Two weeks on from the destruction of cyclone Gabrielle, Muriwai residents are frustrated, there's no timeline for when or if they can return to their homes.
Greg Montgomery and his wife Tania have found temporary accomodation for two more months, but are preparing for the reality it could take up to a year before things are resolved.
"We're in this limbo land where no one's really responsible," he told Newshub.
We've got months potentially ahead before we can access properties."
His forever home is on Motutara road, two doors down from the slip which took the lives of two firemen.
After the slip, he was given two opportunities to gather belongings; the first time he had a couple of minutes, the second time just 30 seconds.
He sprinted around his home, grabbing important documents, his wife's Korowai and the cat.
Montgomery's home is still standing but has been red stickered because of the land around it.
It's now an insurance headache.
"Because there's no loss or damage it hasn't triggered the policy, the only thing that's triggered to date is our temporary accommodation," he said.
Eager for answers, he travelled for an hour and forty minutes to a meeting of Muriwai residents last night.
"How long are we going to be homeless for?" was the clarion call to which they got little in the way of a response.
In Muriwai 113 homes have been red-stickered but 75 homes along Domain crescent are yet to be assessed because the ground there is still moving.
"We haven't individually assessed each individual building there because it's been too dangerous to do it," building consents manager Ian McCormick said at the meeting.
He said even the FENZ team had to withdraw from the assessment.
"I don't want to guarantee you that we're going to be in there in two weeks or three weeks or four weeks or five weeks because we don't know," Craig Hobbs from the council said.
They were met with frustration and tensions grew.
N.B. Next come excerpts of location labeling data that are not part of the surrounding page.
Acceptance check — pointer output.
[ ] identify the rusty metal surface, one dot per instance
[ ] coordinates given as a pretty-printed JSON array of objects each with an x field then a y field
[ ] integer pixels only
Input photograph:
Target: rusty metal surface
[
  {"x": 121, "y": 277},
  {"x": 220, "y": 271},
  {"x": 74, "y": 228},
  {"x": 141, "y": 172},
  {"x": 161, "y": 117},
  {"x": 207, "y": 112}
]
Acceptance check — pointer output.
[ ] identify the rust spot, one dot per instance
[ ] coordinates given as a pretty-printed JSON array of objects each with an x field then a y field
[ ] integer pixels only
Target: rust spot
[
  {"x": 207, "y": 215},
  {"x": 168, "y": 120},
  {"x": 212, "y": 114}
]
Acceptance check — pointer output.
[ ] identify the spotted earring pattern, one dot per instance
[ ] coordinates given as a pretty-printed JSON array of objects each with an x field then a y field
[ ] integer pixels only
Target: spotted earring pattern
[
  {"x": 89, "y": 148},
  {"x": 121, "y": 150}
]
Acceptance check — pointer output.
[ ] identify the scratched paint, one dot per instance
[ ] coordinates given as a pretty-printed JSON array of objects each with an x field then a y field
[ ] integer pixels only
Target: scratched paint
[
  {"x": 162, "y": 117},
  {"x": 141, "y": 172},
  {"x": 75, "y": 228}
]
It was a communications palava.
Today, Hobbs conceded, they should have released an agenda ahead of the meeting.
"Some people did drive a significant distance and then found we couldn't tell them anything, I acknowledge that it wasn't good enough and we'll rectify that in the future,"he said.
Greg Montgomery says he spends hours on the phone repeating the same information to call centre workers from banks and insurers.
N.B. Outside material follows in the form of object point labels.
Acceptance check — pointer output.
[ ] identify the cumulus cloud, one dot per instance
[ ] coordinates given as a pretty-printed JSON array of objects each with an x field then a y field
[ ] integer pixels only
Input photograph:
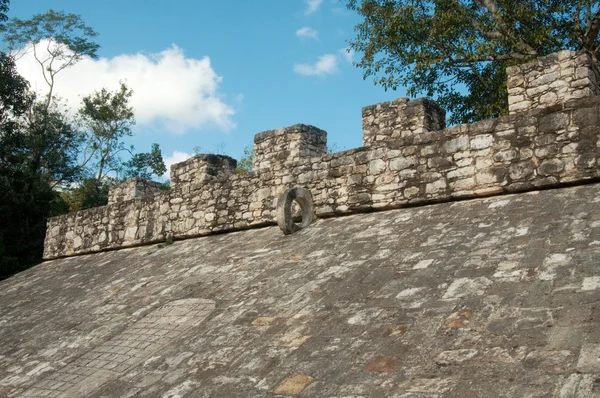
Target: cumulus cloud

"I rang the insurer today and they're asking when can the assessor visit and I have to say I have no control," he said.
His red sticker notice informed him of rates relief but only if he filled yet another form.
Councillor Shane Henderson hopes the communication kinks will be ironed out soon.
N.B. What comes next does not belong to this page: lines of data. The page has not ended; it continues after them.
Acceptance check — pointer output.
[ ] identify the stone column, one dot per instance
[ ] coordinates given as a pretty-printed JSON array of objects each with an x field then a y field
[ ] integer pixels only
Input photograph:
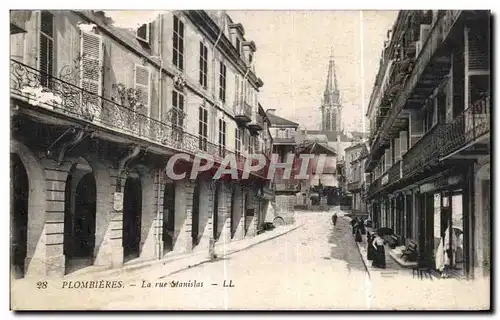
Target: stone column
[{"x": 184, "y": 190}]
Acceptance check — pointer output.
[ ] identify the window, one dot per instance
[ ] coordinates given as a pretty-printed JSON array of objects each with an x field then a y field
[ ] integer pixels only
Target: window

He recognised the need for information to be centralised for residents, council, insurers and banks to access.
"It must be so tough for people that are just trying to put their lives back together, that have lost so much, to then have to go through the trauma again and again," Henderson said.
Greg and Tania are among hundreds in Muriwai who've been displaced from their homes.
They are stuck wondering how long 'temporary' will last.